Peniel Jean – the lone Florida senior on the roster – finished with a team-high nine tackles, a tackle for loss, made a beautiful shoestring tackle on tailback Corey Grant to limit him to a 1-yard gain and hit hard all game. Kudos to him for resurrecting his career after it was going nowhere at cornerback.
McEvoy replaced Figaro after the coverage bust at safety for the most of the game and tackled well, finishing with five stops and preventing some big gains. With Jean graduating, McEvoy should be the person to slide into that spot.
Rafael Gaglianone has certainly fortified a weakness for Wisconsin’s special teams. After the Badgers ranked near the bottom of the league in field goal percentage the last two years, Gaglianone nailed two clutch kicks – a 29-yard try at the end of regulation and a 25-yard boot in overtime – and finished with the second highest field goal percentage (.864, 19-for-22) for a season in UW history.
“Our protection has been perfect,” said Gaglianone, who ended the year making 14 in row. “Perfect holds, perfect snaps all the time. It just makes it so easy for me. Walking into this program, it was a good opportunity all along.”
Drew Meyer’s junior season was disconcerting, as his punting average has decreased since he was an honorable mention selection his redshirt freshman season. In the Outback Bowl, Meyer’s three punts averaged 26.3 yards with a long of 32 with only one inside the 20. His first punt went only 24 yards, giving Auburn excellent field position at its own 42 that turned into seven points.
Doe ends an adventurous career as a return with one kickoff for 24 yards and one punt return for zero yards.
Seeing three of his six kickoff go for touchbacks, Andrew Endicott finished the season with 28 touchbacks, 19 more than he had a season ago. He also averaged over three yards more per kick, giving UW a tremendous advantage on special teams.

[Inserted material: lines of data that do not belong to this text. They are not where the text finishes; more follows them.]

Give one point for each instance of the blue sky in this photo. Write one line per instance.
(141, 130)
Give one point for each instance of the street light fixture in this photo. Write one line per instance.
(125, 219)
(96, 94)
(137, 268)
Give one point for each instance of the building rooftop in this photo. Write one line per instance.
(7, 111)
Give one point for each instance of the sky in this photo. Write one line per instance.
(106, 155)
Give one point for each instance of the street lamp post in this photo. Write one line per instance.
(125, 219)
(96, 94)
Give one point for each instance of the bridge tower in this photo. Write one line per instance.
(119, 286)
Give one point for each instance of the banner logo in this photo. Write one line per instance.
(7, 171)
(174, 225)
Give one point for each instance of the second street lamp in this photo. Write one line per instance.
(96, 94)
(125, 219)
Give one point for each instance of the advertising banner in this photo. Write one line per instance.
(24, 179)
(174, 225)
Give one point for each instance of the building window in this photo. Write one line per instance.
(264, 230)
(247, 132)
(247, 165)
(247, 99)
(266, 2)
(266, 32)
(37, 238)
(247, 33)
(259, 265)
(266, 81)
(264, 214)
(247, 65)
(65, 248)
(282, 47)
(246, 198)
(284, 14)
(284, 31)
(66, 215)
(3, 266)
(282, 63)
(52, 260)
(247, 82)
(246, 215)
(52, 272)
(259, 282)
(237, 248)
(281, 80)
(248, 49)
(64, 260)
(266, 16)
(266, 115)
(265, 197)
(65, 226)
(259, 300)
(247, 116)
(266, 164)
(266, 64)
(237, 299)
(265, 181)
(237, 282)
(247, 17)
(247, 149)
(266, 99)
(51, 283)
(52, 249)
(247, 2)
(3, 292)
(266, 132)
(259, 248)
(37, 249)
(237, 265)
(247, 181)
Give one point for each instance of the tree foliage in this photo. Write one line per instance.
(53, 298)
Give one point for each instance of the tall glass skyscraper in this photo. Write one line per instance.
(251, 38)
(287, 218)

Calling his final game as Wisconsin’s offensive coordinator, Andy Ludwig put together a solid game plan. Wanting to throw the ball early to loosen up Auburn’s front before pounding the ball on the ground, the Badgers efficiently and effectively ran the ball down the Tigers’ throats in the second half.
As usual Aranda had his unit well prepared and didn’t have one play thrown at them that the Badgers didn’t see in bowl practices.
Alvarez promised to be more assertive this year compared to the 2012 Rose Bowl and he was, choosing to forego a 50-yard game-tying field goal and run a pass play on fourth-and-5. The result was a big first down and allowed UW to a) run more time off the clock and b) kick a more manageable field goal.
“It’s his call,” said Gaglianone, “and I’m glad he did it.”
In fact he went for it three times on fourth down and the Badgers converted on all of them. Cojones.